Is this level of sim uptime acceptable?
|
Talon Brown
Slacker Punk
Join date: 17 May 2006
Posts: 352
|
07-03-2007 10:09
I own a 512m parcel in an older established sim called Maemilkkot. In the past I've noticed a few occasions where this sim was locked in a restart loop. I asked around and the general consensus was that it was due to griefers. However, after having one of my events there absolutely ruined a few weekends ago by one of these loops that appeared to have no apparent cause at all I wrote a little script which monitors Maemilkkot's status remotely from another sim. (Made no sense to place a crash monitor in a sim that was suspected to be crash-prone.) Sure enough, the monitor showed what I already suspected. These events are more common than I suspected. There was an episode last night and just a few minutes ago I logged in only to see the following IMs from my monitor:
[9:34] Sim Status Monitor: [08:10] Maemilkkot is starting. [9:34] Sim Status Monitor: [08:11] Maemilkkot is up. [9:34] Sim Status Monitor: [08:13] Maemilkkot is starting. [9:34] Sim Status Monitor: [08:14] Maemilkkot is up. [9:34] Sim Status Monitor: [08:16] Maemilkkot is down. [9:34] Sim Status Monitor: [08:17] Maemilkkot is starting. [9:34] Sim Status Monitor: [08:18] Maemilkkot is up. [9:34] Sim Status Monitor: [08:20] Maemilkkot is starting. [9:34] Sim Status Monitor: [08:21] Maemilkkot is up. [9:34] Sim Status Monitor: [08:23] Maemilkkot is crashed. [9:34] Sim Status Monitor: [08:30] Maemilkkot is down. [9:34] Sim Status Monitor: [08:31] Maemilkkot is up.
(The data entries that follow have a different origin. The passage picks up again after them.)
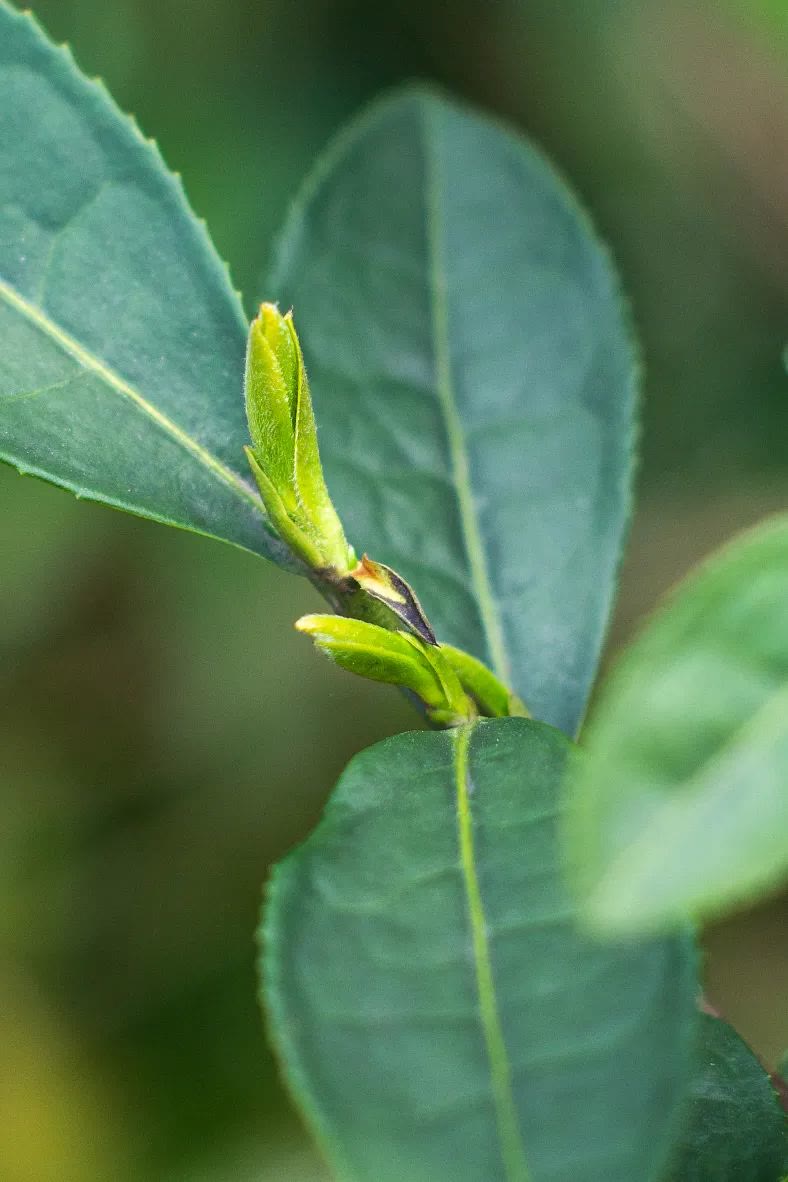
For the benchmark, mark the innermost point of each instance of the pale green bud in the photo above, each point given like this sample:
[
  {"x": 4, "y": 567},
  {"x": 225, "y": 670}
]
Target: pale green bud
[
  {"x": 398, "y": 658},
  {"x": 493, "y": 699},
  {"x": 284, "y": 455}
]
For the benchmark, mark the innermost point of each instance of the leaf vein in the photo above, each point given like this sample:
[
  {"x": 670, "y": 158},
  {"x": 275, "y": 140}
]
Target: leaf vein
[
  {"x": 114, "y": 381},
  {"x": 458, "y": 453},
  {"x": 512, "y": 1149}
]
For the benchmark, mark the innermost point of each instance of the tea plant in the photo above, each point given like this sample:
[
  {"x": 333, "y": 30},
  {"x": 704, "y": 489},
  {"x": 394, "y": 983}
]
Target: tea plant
[{"x": 444, "y": 1006}]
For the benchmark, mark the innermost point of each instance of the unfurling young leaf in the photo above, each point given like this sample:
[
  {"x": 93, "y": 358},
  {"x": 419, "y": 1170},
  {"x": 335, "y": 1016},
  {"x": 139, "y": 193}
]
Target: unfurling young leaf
[{"x": 284, "y": 456}]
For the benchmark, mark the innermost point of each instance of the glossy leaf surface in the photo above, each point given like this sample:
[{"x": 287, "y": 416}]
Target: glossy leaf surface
[
  {"x": 437, "y": 1014},
  {"x": 122, "y": 341},
  {"x": 682, "y": 807},
  {"x": 474, "y": 384},
  {"x": 736, "y": 1129}
]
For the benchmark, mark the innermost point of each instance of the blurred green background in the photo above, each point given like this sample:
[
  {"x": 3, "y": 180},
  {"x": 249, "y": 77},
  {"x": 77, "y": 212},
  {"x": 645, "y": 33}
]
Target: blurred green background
[{"x": 163, "y": 733}]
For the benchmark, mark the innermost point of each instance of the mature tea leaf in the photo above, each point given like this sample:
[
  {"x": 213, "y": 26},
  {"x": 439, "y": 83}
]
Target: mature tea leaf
[
  {"x": 437, "y": 1013},
  {"x": 736, "y": 1129},
  {"x": 682, "y": 807},
  {"x": 474, "y": 384},
  {"x": 122, "y": 342}
]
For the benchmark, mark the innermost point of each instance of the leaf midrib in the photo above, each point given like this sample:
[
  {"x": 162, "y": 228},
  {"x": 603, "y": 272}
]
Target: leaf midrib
[
  {"x": 471, "y": 531},
  {"x": 506, "y": 1112},
  {"x": 115, "y": 382}
]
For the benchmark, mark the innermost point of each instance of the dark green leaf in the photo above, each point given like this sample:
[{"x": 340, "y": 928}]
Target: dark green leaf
[
  {"x": 437, "y": 1014},
  {"x": 474, "y": 384},
  {"x": 735, "y": 1129},
  {"x": 121, "y": 339},
  {"x": 682, "y": 807}
]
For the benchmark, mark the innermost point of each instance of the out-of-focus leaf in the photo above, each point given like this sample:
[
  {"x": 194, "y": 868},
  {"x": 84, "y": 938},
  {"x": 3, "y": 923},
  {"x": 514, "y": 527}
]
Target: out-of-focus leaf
[
  {"x": 121, "y": 339},
  {"x": 474, "y": 384},
  {"x": 736, "y": 1129},
  {"x": 682, "y": 805},
  {"x": 437, "y": 1014}
]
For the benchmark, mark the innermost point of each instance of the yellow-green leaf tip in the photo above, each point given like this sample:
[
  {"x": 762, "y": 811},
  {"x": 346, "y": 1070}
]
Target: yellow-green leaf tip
[{"x": 284, "y": 455}]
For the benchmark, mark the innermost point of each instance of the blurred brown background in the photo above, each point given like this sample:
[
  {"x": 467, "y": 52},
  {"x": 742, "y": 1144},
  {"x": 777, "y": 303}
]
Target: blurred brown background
[{"x": 163, "y": 733}]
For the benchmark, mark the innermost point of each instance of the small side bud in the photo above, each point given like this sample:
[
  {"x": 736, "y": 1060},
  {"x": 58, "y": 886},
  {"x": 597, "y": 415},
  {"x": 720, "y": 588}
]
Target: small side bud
[
  {"x": 493, "y": 699},
  {"x": 284, "y": 455},
  {"x": 397, "y": 658}
]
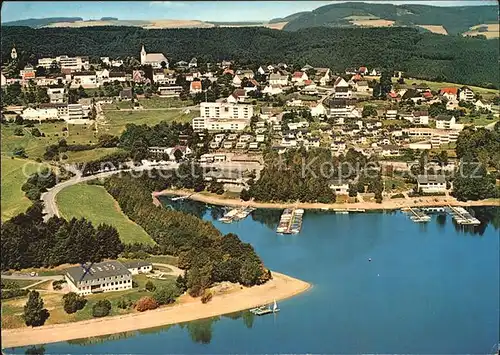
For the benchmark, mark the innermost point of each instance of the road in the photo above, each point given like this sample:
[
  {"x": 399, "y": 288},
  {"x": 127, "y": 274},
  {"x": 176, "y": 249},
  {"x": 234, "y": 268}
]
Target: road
[{"x": 49, "y": 197}]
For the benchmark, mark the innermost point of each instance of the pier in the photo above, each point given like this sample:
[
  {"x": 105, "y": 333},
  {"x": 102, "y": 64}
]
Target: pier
[
  {"x": 462, "y": 216},
  {"x": 236, "y": 214},
  {"x": 290, "y": 221},
  {"x": 417, "y": 215}
]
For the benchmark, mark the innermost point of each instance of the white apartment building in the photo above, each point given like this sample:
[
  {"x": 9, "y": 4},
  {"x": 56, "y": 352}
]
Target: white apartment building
[
  {"x": 99, "y": 277},
  {"x": 431, "y": 183}
]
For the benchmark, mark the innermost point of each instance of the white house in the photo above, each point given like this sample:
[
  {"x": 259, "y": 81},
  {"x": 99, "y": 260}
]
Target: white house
[
  {"x": 100, "y": 277},
  {"x": 466, "y": 94},
  {"x": 278, "y": 79},
  {"x": 153, "y": 59},
  {"x": 431, "y": 183},
  {"x": 299, "y": 77},
  {"x": 274, "y": 89},
  {"x": 445, "y": 122}
]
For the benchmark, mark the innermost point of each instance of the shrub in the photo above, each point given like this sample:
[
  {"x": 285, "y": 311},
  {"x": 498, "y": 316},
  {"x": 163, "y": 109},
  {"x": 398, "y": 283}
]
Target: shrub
[
  {"x": 207, "y": 296},
  {"x": 150, "y": 286},
  {"x": 73, "y": 302},
  {"x": 166, "y": 295},
  {"x": 146, "y": 303},
  {"x": 101, "y": 308},
  {"x": 6, "y": 294}
]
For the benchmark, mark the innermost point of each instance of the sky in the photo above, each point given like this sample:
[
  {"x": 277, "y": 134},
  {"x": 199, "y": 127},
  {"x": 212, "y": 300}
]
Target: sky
[{"x": 182, "y": 10}]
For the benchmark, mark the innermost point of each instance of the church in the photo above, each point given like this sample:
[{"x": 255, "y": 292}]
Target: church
[{"x": 153, "y": 59}]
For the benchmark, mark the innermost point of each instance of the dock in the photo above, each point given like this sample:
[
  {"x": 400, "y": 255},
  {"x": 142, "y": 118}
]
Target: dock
[
  {"x": 236, "y": 214},
  {"x": 290, "y": 221},
  {"x": 417, "y": 215},
  {"x": 462, "y": 216}
]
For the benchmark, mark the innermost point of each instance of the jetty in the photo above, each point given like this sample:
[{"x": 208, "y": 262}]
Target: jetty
[
  {"x": 290, "y": 221},
  {"x": 236, "y": 214},
  {"x": 417, "y": 215},
  {"x": 462, "y": 216}
]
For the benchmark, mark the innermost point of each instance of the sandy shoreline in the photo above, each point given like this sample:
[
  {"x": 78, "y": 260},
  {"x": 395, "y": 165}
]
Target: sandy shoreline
[
  {"x": 279, "y": 288},
  {"x": 390, "y": 204}
]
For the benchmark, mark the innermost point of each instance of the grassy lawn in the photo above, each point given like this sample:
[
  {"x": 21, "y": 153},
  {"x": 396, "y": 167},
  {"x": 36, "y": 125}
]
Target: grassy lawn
[
  {"x": 88, "y": 155},
  {"x": 163, "y": 259},
  {"x": 94, "y": 203},
  {"x": 164, "y": 102},
  {"x": 116, "y": 120},
  {"x": 35, "y": 146},
  {"x": 15, "y": 172}
]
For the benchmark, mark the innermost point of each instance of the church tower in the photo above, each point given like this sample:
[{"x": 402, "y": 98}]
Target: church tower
[
  {"x": 13, "y": 53},
  {"x": 143, "y": 55}
]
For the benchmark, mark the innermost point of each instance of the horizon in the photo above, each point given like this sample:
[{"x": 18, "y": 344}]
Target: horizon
[{"x": 238, "y": 11}]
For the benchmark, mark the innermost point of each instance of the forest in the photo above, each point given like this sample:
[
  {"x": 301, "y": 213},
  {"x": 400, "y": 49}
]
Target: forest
[
  {"x": 28, "y": 241},
  {"x": 422, "y": 55},
  {"x": 479, "y": 154},
  {"x": 202, "y": 250}
]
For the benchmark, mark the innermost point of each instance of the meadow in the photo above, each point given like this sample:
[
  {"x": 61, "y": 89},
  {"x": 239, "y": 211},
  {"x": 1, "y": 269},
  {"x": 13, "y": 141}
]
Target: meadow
[
  {"x": 14, "y": 174},
  {"x": 95, "y": 204}
]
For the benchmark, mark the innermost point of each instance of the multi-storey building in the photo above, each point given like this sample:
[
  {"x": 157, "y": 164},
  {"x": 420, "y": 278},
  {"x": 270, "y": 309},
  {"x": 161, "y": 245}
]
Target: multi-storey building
[{"x": 100, "y": 277}]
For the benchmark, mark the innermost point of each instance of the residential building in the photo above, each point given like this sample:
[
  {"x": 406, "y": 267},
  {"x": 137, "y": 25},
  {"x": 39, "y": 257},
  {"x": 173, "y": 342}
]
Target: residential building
[
  {"x": 340, "y": 187},
  {"x": 341, "y": 88},
  {"x": 195, "y": 87},
  {"x": 278, "y": 79},
  {"x": 449, "y": 94},
  {"x": 445, "y": 122},
  {"x": 153, "y": 59},
  {"x": 99, "y": 277},
  {"x": 431, "y": 183},
  {"x": 170, "y": 91},
  {"x": 466, "y": 94},
  {"x": 299, "y": 77}
]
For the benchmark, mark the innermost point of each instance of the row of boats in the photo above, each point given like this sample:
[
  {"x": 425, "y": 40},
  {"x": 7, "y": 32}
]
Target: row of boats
[
  {"x": 236, "y": 214},
  {"x": 290, "y": 221}
]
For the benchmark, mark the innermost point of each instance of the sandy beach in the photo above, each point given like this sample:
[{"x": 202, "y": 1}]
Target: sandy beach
[
  {"x": 389, "y": 204},
  {"x": 279, "y": 288}
]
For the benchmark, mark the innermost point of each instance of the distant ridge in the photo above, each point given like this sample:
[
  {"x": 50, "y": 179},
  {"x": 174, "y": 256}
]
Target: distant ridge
[{"x": 40, "y": 22}]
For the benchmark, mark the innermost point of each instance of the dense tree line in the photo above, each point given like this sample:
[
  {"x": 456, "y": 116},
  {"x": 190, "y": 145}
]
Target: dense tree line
[
  {"x": 28, "y": 241},
  {"x": 422, "y": 55},
  {"x": 478, "y": 151},
  {"x": 206, "y": 254}
]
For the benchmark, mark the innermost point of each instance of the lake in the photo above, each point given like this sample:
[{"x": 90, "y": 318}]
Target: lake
[{"x": 429, "y": 288}]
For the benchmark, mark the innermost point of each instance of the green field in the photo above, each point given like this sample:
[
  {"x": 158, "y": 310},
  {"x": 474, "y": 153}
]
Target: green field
[
  {"x": 116, "y": 120},
  {"x": 163, "y": 102},
  {"x": 35, "y": 146},
  {"x": 94, "y": 203},
  {"x": 15, "y": 172},
  {"x": 88, "y": 155}
]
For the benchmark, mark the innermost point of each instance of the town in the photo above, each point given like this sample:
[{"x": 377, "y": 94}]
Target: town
[{"x": 242, "y": 110}]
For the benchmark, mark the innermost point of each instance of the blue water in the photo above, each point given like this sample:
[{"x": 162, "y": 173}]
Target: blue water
[{"x": 430, "y": 289}]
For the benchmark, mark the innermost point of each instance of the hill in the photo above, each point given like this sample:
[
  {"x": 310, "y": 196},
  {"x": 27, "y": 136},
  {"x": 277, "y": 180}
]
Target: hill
[
  {"x": 455, "y": 20},
  {"x": 430, "y": 56},
  {"x": 40, "y": 22}
]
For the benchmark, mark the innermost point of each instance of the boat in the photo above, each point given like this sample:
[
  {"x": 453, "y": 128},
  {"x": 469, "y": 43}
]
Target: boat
[{"x": 265, "y": 309}]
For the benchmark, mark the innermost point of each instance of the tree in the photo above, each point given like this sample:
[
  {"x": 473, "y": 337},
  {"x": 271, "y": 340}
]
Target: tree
[
  {"x": 166, "y": 294},
  {"x": 146, "y": 303},
  {"x": 101, "y": 308},
  {"x": 250, "y": 272},
  {"x": 73, "y": 302},
  {"x": 34, "y": 314}
]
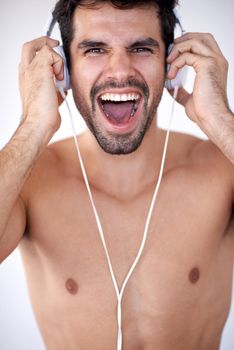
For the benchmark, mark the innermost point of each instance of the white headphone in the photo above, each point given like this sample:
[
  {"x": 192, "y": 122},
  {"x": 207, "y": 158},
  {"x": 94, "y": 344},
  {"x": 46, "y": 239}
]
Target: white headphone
[{"x": 64, "y": 84}]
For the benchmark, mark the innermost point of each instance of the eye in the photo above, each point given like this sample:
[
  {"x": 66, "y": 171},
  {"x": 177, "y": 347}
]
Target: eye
[
  {"x": 142, "y": 50},
  {"x": 94, "y": 51}
]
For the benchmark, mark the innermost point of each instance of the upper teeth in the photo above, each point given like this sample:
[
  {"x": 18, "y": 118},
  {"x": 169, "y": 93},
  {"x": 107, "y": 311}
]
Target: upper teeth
[{"x": 120, "y": 97}]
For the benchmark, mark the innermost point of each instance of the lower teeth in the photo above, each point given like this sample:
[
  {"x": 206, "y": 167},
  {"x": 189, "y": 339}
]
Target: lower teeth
[{"x": 134, "y": 109}]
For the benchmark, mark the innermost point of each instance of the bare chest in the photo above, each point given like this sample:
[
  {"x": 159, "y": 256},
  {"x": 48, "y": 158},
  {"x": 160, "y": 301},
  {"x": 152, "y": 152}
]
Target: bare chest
[{"x": 186, "y": 262}]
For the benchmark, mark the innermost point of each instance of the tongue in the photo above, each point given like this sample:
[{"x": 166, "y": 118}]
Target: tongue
[{"x": 118, "y": 112}]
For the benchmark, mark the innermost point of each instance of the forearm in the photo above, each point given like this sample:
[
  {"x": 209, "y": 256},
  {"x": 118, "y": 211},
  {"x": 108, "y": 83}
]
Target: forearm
[
  {"x": 221, "y": 132},
  {"x": 16, "y": 161}
]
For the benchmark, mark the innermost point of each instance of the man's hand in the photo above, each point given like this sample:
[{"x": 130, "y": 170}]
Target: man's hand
[
  {"x": 39, "y": 65},
  {"x": 208, "y": 104}
]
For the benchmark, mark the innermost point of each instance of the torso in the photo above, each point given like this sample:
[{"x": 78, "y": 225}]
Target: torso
[{"x": 180, "y": 292}]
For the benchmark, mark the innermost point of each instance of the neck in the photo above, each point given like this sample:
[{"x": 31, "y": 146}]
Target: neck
[{"x": 126, "y": 175}]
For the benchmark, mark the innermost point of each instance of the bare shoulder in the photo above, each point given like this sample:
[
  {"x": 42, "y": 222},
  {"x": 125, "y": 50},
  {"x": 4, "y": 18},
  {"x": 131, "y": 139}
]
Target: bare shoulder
[
  {"x": 199, "y": 151},
  {"x": 203, "y": 156},
  {"x": 51, "y": 168}
]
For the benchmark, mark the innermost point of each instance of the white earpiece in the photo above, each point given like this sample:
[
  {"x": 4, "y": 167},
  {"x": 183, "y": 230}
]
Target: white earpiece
[
  {"x": 180, "y": 78},
  {"x": 65, "y": 83}
]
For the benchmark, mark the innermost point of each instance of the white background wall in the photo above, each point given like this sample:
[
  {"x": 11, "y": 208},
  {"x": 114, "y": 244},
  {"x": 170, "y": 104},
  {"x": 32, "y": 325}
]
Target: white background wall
[{"x": 22, "y": 21}]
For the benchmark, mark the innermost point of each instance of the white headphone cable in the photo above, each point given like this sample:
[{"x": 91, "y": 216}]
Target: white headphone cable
[{"x": 119, "y": 294}]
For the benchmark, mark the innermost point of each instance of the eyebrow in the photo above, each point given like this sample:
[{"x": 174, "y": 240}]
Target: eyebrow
[
  {"x": 91, "y": 43},
  {"x": 140, "y": 42},
  {"x": 145, "y": 42}
]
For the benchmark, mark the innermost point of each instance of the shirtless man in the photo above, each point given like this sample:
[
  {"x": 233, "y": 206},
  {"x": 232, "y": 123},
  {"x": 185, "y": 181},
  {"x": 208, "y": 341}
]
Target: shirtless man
[{"x": 180, "y": 292}]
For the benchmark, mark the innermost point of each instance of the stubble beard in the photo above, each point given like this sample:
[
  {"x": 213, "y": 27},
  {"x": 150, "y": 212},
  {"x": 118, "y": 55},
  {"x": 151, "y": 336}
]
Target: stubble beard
[{"x": 117, "y": 144}]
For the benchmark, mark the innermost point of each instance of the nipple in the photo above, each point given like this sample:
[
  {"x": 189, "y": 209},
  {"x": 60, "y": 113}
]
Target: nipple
[
  {"x": 71, "y": 286},
  {"x": 194, "y": 275}
]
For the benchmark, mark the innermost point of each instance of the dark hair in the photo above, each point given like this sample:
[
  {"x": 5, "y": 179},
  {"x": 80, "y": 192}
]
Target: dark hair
[{"x": 64, "y": 11}]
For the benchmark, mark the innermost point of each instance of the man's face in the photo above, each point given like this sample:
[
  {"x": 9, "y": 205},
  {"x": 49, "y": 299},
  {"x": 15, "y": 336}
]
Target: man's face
[{"x": 117, "y": 73}]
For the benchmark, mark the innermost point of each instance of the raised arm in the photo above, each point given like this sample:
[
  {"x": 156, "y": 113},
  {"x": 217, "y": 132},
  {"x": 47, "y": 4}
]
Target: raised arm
[{"x": 41, "y": 119}]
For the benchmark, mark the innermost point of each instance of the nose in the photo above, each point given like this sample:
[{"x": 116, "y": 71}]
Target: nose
[{"x": 120, "y": 66}]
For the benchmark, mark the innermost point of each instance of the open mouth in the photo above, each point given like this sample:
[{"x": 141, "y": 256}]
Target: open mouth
[{"x": 119, "y": 109}]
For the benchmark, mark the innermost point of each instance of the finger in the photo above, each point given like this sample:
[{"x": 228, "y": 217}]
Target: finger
[
  {"x": 47, "y": 57},
  {"x": 206, "y": 38},
  {"x": 192, "y": 46},
  {"x": 190, "y": 59},
  {"x": 31, "y": 48},
  {"x": 60, "y": 98}
]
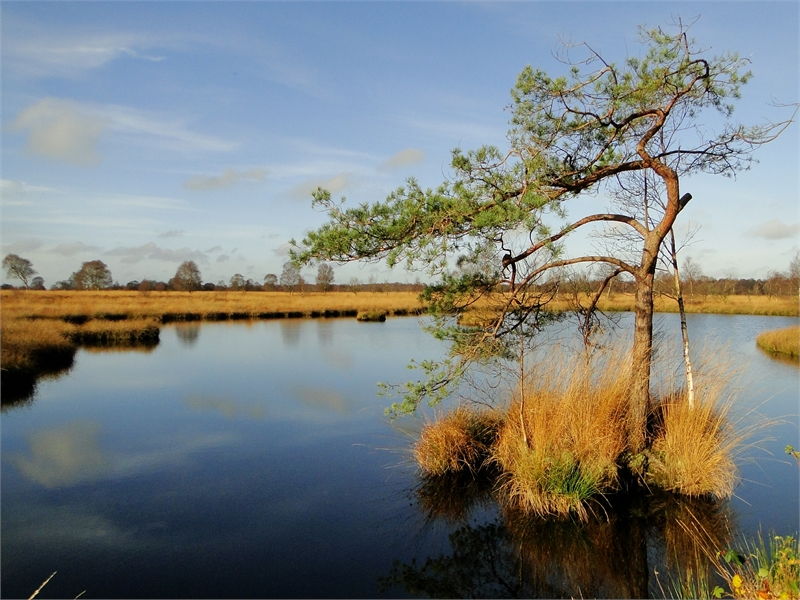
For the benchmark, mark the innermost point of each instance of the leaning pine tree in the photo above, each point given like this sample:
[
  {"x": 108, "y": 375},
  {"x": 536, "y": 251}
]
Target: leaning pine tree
[{"x": 571, "y": 135}]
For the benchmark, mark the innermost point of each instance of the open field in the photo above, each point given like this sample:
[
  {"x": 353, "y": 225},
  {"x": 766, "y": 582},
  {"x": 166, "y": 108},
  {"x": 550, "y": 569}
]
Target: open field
[
  {"x": 42, "y": 330},
  {"x": 36, "y": 325},
  {"x": 786, "y": 306},
  {"x": 170, "y": 306}
]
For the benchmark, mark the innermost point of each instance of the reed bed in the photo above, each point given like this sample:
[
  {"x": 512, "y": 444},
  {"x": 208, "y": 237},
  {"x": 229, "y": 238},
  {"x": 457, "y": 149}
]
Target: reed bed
[
  {"x": 36, "y": 325},
  {"x": 171, "y": 306},
  {"x": 561, "y": 443},
  {"x": 786, "y": 306},
  {"x": 562, "y": 438},
  {"x": 781, "y": 341},
  {"x": 459, "y": 440}
]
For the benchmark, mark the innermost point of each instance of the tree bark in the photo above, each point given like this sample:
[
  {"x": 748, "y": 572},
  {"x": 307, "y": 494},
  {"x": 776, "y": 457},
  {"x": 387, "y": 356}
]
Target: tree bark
[{"x": 639, "y": 406}]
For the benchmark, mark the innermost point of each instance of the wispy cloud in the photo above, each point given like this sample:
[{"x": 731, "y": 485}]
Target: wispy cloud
[
  {"x": 337, "y": 183},
  {"x": 459, "y": 130},
  {"x": 774, "y": 230},
  {"x": 282, "y": 250},
  {"x": 27, "y": 245},
  {"x": 75, "y": 248},
  {"x": 228, "y": 178},
  {"x": 404, "y": 158},
  {"x": 32, "y": 51},
  {"x": 151, "y": 251},
  {"x": 14, "y": 187},
  {"x": 172, "y": 233},
  {"x": 70, "y": 131},
  {"x": 169, "y": 132},
  {"x": 58, "y": 129}
]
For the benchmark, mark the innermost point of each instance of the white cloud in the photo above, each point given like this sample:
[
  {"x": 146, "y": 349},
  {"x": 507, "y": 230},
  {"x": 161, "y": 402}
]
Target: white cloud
[
  {"x": 28, "y": 245},
  {"x": 409, "y": 156},
  {"x": 32, "y": 50},
  {"x": 152, "y": 251},
  {"x": 15, "y": 188},
  {"x": 282, "y": 250},
  {"x": 229, "y": 178},
  {"x": 172, "y": 233},
  {"x": 169, "y": 132},
  {"x": 774, "y": 230},
  {"x": 75, "y": 248},
  {"x": 337, "y": 183},
  {"x": 60, "y": 130},
  {"x": 459, "y": 130}
]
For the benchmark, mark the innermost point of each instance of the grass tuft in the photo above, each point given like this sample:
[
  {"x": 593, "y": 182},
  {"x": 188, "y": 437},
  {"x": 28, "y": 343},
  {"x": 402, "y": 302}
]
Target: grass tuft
[
  {"x": 781, "y": 341},
  {"x": 457, "y": 441},
  {"x": 560, "y": 446}
]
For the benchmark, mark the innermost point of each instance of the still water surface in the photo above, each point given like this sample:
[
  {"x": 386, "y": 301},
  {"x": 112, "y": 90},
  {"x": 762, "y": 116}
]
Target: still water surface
[{"x": 254, "y": 460}]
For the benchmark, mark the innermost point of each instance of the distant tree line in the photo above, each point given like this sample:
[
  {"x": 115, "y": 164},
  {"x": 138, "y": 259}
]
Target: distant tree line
[
  {"x": 696, "y": 285},
  {"x": 95, "y": 275}
]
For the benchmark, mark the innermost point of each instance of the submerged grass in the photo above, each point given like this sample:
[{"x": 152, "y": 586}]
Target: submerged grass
[{"x": 781, "y": 341}]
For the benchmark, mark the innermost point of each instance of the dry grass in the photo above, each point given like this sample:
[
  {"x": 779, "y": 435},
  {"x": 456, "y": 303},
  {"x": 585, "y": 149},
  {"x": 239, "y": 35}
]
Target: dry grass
[
  {"x": 459, "y": 440},
  {"x": 26, "y": 342},
  {"x": 693, "y": 452},
  {"x": 694, "y": 449},
  {"x": 781, "y": 341},
  {"x": 786, "y": 306},
  {"x": 561, "y": 445},
  {"x": 202, "y": 305},
  {"x": 35, "y": 324}
]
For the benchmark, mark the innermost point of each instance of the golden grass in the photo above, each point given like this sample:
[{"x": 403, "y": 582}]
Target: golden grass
[
  {"x": 781, "y": 341},
  {"x": 37, "y": 322},
  {"x": 786, "y": 306},
  {"x": 456, "y": 441},
  {"x": 24, "y": 341},
  {"x": 694, "y": 449},
  {"x": 693, "y": 453},
  {"x": 201, "y": 305},
  {"x": 560, "y": 446}
]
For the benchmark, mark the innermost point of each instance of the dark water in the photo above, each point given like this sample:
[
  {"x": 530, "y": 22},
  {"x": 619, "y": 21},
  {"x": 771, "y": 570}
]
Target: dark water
[{"x": 254, "y": 460}]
Note the timestamps are when each status change was noted and the [9:34] is the time I logged in and received them all. Now I ask, does this seem right to you? Is this type of thing occuring in other mainland sims as well or is Maemilkkot special in some manner?
|
Rhyph Somme
Registered User
Join date: 2 Dec 2005
Posts: 263
|
07-03-2007 10:22
What I'm not quite understanding is, if the region is going up and down, I don't seem to see a match in the number of downs vs. ups vs. what the script is labeling as crashes etc. 5 up's, 3 starting, 1 down, 1 crash? I have also never seen a region "kick over" and restart in less than a minute. Also, if a region crashes, scripts cease to operate, how does a monitoring device record the fact that a region crashed, or is down, if it's indeed really down? I think region monitoring devices have never IMO been successful for these reasons.
|
Talon Brown
Slacker Punk
Join date: 17 May 2006
Posts: 352
|
07-03-2007 10:32
As I said, the monitor is not in Maemilkkot so it never goes down with the sim. As for how it obtains its data, it makes a llRequestSimulatorData() dataserver query every 10 seconds and IMs me each time the status returned from said function changes. As for why the number of "ups" doesn't match the number of "downs", I honestly can't say as I don't know how llRequestSimulatorData works behind the scenes. I do know that this phenomenon is definitely occuring though as any other resident of Maemilkkot can attest to as well, if they are around when it happens.
|
Rhyph Somme
Registered User
Join date: 2 Dec 2005
Posts: 263
|
07-03-2007 10:58
Ok, now that you have explained how you are doing this I understand. You are in effect polling (pinging) the region's status. It is answering, why it's changing states it's hard to say. I am also not that familiar with how it works behind the scenes, but I would surmise one of two things. Either your real down time is:
[9:34] Sim Status Monitor: [08:23] Maemilkkot is crashed. [9:34] Sim Status Monitor: [08:30] Maemilkkot is down.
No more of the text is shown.